Documents relating to the Exchange Offers and Consent Solicitations will only be distributed to holders of Existing DGL Notes who certify that they are (i) ‘qualified institutional buyers’ within the meaning of Rule 144A under the Securities Act of 1933, as amended (the ‘Securities Act’), or (ii) persons outside the United States that are not ‘U.S. persons’ within the meaning of Regulation S under the Securities Act (such holders, ‘Eligible Holders’). The complete terms and conditions of the Exchange Offers and the Consent Solicitations are described in the Offering Memorandum and related letter of transmittal, copies of which may be obtained by contacting Global Bondholder Services Corporation, the exchange agent and information agent in connection with the Exchange Offers and Consent Solicitations, at (866) 470-3800 (U.S. toll-free), (212) 430-3774 (banks and brokers) or by emailing email@example.com. Holders of the Existing DGL Notes may also complete and submit a letter of eligibility online at http://gbsc-usa.com/eligibility/digicel.
Holders of the Existing Notes that are U.S. persons and not qualified institutional buyers will not be able to receive such documents, but Digicel Group Limited will make alternative arrangements available to ensure that they can participate in the Consent Solicitations on a comparable basis. Such holders should contact Digicel and, after furnishing proof of their status as non-qualified institutional buyers that are US persons, will receive information about arrangements available to them.
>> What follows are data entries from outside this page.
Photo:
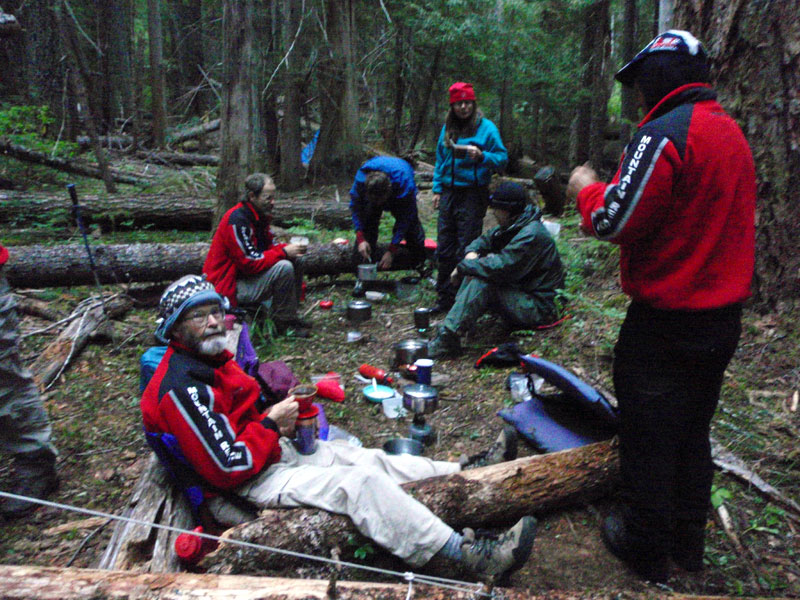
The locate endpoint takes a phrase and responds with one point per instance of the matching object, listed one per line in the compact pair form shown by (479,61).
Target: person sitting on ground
(513,269)
(201,396)
(248,268)
(24,427)
(386,183)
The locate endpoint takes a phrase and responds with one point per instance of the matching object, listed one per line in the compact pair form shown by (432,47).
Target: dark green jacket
(521,256)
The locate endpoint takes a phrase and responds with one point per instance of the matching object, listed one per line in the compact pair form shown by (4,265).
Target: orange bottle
(371,372)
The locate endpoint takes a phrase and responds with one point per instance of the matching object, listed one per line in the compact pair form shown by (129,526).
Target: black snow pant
(668,371)
(461,213)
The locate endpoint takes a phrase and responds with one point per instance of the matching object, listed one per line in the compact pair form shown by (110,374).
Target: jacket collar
(215,361)
(686,94)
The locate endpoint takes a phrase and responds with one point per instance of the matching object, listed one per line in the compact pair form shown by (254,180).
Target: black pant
(415,239)
(668,370)
(461,213)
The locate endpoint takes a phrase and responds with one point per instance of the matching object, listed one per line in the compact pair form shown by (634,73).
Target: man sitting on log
(201,396)
(249,269)
(386,183)
(513,269)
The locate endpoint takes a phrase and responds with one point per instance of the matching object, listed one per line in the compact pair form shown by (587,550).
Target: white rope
(453,584)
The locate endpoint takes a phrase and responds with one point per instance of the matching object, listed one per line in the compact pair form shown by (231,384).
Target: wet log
(55,583)
(181,135)
(89,318)
(50,266)
(179,158)
(172,211)
(489,496)
(62,164)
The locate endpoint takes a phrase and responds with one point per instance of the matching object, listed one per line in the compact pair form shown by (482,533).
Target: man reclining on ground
(201,396)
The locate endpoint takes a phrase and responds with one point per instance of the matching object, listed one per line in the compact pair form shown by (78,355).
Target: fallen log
(172,211)
(50,266)
(495,495)
(88,319)
(180,158)
(62,164)
(179,136)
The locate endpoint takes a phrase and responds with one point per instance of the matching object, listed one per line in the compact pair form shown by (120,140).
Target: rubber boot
(688,545)
(35,478)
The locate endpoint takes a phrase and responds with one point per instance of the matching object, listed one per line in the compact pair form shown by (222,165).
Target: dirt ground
(95,416)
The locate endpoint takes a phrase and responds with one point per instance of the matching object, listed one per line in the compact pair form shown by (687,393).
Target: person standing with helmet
(468,152)
(682,209)
(24,427)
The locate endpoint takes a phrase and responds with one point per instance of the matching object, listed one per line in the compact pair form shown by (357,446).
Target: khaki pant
(277,289)
(363,484)
(24,426)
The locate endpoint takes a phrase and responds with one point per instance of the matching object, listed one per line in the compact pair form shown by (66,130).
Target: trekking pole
(76,211)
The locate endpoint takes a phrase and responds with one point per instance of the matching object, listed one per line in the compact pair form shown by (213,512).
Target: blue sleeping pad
(577,416)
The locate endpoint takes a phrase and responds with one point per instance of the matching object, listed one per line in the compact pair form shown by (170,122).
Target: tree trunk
(240,114)
(292,171)
(169,211)
(629,110)
(81,85)
(63,164)
(489,496)
(51,266)
(424,99)
(756,70)
(339,147)
(158,103)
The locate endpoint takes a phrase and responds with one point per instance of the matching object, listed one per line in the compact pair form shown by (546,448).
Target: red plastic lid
(188,547)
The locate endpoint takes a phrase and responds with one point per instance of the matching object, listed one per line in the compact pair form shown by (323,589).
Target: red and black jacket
(681,206)
(209,405)
(242,245)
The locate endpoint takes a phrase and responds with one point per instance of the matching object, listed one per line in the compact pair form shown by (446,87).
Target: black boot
(647,564)
(688,545)
(35,478)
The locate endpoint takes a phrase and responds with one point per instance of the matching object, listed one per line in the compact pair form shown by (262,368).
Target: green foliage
(28,125)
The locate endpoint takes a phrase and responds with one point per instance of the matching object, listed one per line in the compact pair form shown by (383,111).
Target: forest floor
(94,409)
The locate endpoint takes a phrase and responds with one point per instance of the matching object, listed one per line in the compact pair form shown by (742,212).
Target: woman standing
(468,151)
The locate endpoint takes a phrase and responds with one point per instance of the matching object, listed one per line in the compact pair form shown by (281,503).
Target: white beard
(212,345)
The New Notes have not been and will not be registered under the U.S. Securities Act of 1933, as amended, and may not be offered or sold in the United States absent registration or an applicable exemption from registration requirements.
No Offer or Solicitation
This press release does not constitute an offer to sell or the solicitation of an offer to buy any securities or a solicitation of any vote of approval, nor shall it constitute an offer, solicitation or sale in any jurisdiction in which such offer, solicitation or sale is unlawful.
This press release shall not constitute an offer to purchase any securities or a solicitation of an offer to sell, or the solicitation of tenders or consents with respect to, any securities, and is issued pursuant to Rule 135c under the Securities Act. The Exchange Offers and Consent Solicitations are being made only pursuant to the Offering Memorandum and related transmittal documents and only to such persons and in such jurisdictions as is permitted under applicable law.
Forward Looking Statements
This press release contains forward-looking statements. Actual results may differ materially from those reflected in the forward-looking statements. We undertake no obligation to release publicly the result of any revisions to these forward-looking statements which may be made to reflect events or circumstances after the date hereof, including, without limitation, changes in our business or acquisition strategy or planned capital expenditures, or to reflect the occurrence of unanticipated events.
Digicel Group Limited is a limited liability exempted company incorporated under the laws of Bermuda and owned by Mr. Denis O”Brien.
Digicel Group is a total communications and entertainment provider with operations in 31 markets in the Caribbean, Central America and Asia Pacific. After 17 years of operation, total investment to date stands at over US$5 billion worldwide.
Digicel also runs a host of community-based initiatives across its markets and has set up Digicel Foundations in Haiti, Jamaica, Papua New Guinea and Trinidad and Tobago which focus on educational, cultural and social development programmes.